Here’s an example of where I could have used this in the past. One of my former companies did not do and did not encourage unit testing, and I could not convince my coworkers (or the management) to let me try it in some of our newer libraries. I decided, though, to do unit testing on any new modules I wrote anyway. I made a copy of the library into a directory that had a unit test environment set up, worked on the library (writing new tests, making them pass, etc), then copied my changes back over when I was done, and committed them to the central server. The unit test folder, though, was completely unversioned. If I’d had a DVCS, I could have cloned the library, done my work, then pulled changes back, leaving the unit tests versioned in their own folder. In addition, any other developer that was also working on those libraries could have easily pulled the unit tests from me, thus spreading a new practice at the company. This may be an edge case, but it is an example where simple branching and merging would have encouraged experimentation between developers.

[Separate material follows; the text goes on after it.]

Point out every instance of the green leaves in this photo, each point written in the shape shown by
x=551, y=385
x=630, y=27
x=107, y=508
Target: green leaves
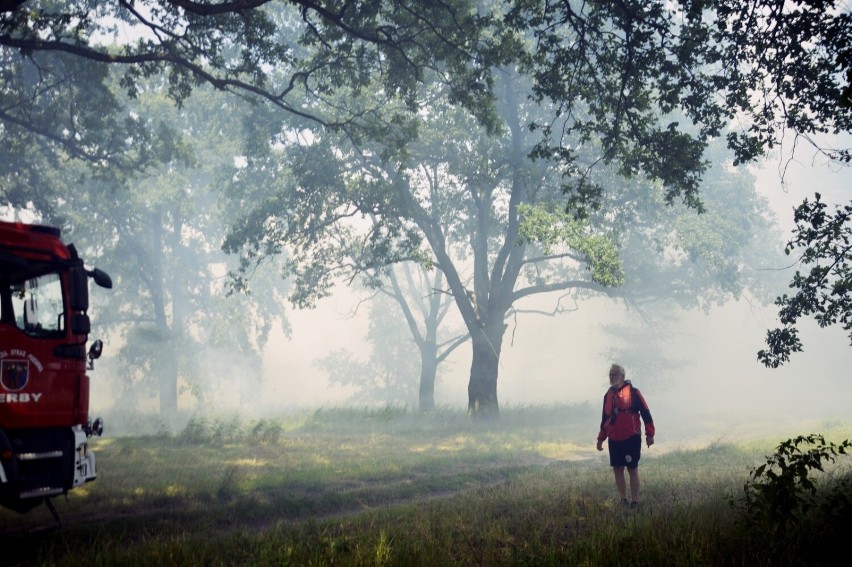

Shelving, Packing, Branching
This gets into the second option you have with distributed version control. DVCS makes it easy for developers to share uncommitted changes with each other. Other source control providers give you the option through “shelving” or “packing”, but I can’t see it being as easy as it is with distributed version control. I can pull changes from anyone, on any branch, into a cloned version of my own repository to test things out without talking to a central server. Those changes don’t need to be based off of the same trunk and can easily be merged by whichever developer at whatever point, then pushed to the upstream server, all while retaining who made the original changes. This has to be experimented with to really see the full benefit, and honestly I haven’t done it enough, but I can see where it would be useful. Unlimitted simple branching with the ability to push and pull changes from any developer coupled with a strong revision history just sounds nice to me.
Fault Tolerance
The last thing I want to talk about is when things go wrong. We try to avoid it, but every so often, our central server goes down. Sure, we have backups off site, maybe we have a passive failover server, but if we don’t, our central server going down is very problematic. I have had this happened to me, and at fairly large companies that can afford lots of nice servers. If this happens in a traditional VCS, development (basically) stops for the day. Not so much in distributed environments. Since I can commit to my local repository all I want and share with everyone else without the benefit of a central server, a dead upstream doesn’t affect me at all. This, in my mind, is pretty awesome.
More…
I will say that I’m using a DVCS in a very small team environment, but looking at it, I believe it could scale very easily. I also think there are lots of interesting ways to use DVCS, especially in agile environments where small teams may need to communicate changes without affecting central efforts. I really want to go into these, but this is already too long, so maybe I’ll talk about them tomorrow. Until then, let me know what you think.